Actually I don't have a problem with tones, I don't think so.

The most trouble I have is saying 3 3 3 3 (wo yi hen hao) or 2 4 (bu shi).


2 4 I have trouble letting my voice fall. Pronouncing a separate 4 is easy, but connected to 2 is hard somehow.

3 3 3 3 is just confusing, because my teacher says it has to be pronounced as 2 3 2 3 which requires some conscious thinking. Then you have 3 3 3, which is 3 2 3 or 2 2 3? This seems to vary between people.

I think I'll just get better over time when I get more used to it.


Anyway went slightly off-topic there sorry. x) Tones are fun.

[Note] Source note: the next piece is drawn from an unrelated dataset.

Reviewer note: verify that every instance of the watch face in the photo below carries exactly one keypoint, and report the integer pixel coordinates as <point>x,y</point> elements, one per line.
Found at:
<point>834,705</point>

Copying from the linked topic so I don't necropost:


After a third tone, the neutral tone is half-high (i.e., 214), as in 我的 wo3 de5).

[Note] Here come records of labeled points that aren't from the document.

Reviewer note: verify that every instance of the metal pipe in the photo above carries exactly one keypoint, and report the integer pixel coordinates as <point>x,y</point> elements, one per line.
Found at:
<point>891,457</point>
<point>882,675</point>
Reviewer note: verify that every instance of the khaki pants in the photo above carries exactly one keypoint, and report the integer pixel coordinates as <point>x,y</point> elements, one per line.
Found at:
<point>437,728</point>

Oh yeah, this is what my teacher is doing with nimen etc. "ni" only falling then "men" higher in pitch.


ni men

21 4


Actually I never knew tone 3 is only pronounced as pitch "21" if a non-3 tone comes after it. My teacher speaks so slowly, she pronounced every 3 as a full 3. Makes a lot of sense because in dialogue audio etc. the third tone always sounds really short and simple, almost like a first tone but lower.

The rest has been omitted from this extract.